AI-based image steganalysis under limited computational resources
DOI:
https://doi.org/10.20535/2411-1031.2025.13.2.344716Keywords:
computer vision, steganographic algorithm, neural network model, performance evaluation, comprehensive experimentAbstract
This study addresses the challenges of modern steganalysis, which lies in the dichotomy between highly effective yet computationally expensive State-of-the-Art (SOTA) artificial intelligence models and lightweight architectures that are fast but incapable of independently detecting weak steganographic signals. The hypothesis proposed in this research suggests that combining classical feature engineering techniques – particularly the use of Spatial Rich Model (SRM) filters to enhance residual noise – with a modern self-supervised learning (SSL) approach for regularization and improved generalization capability can endow a lightweight convolutional neural network with the necessary properties for effective performance.
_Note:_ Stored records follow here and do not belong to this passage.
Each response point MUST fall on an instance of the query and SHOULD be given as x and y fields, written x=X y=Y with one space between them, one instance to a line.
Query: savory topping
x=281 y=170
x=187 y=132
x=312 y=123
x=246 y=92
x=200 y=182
To verify this hypothesis, a comprehensive comparative experiment was conducted involving four models: a baseline lightweight architecture, a model employing SRM filters, a heavy SOTA SRNet (Residual Network) model, and the proposed hybrid model. The experiment was carried out on a complex heterogeneous dataset comprising images processed by three distinct steganographic algorithms with two embedding rates. Performance evaluation was conducted on two datasets: a test sample from the same data domain (in-distribution) and a completely new, external dataset to assess generalization capability (out-of-distribution). The experimental results fully confirmed the main hypothesis. The hybrid model achieved the highest detection accuracy among lightweight approaches (AUC – Area Under the ROC Curve of 0.636) and, most importantly, demonstrated the greatest robustness to domain shift (AUC of 0.539 on the external dataset), showing the smallest degradation in performance. The study also revealed a counterintuitive effect: the heavy SOTA SRNet architecture exhibited a significant failure (AUC of 0.348) under heterogeneous data conditions, indicating its tendency to overfit to specific artifacts.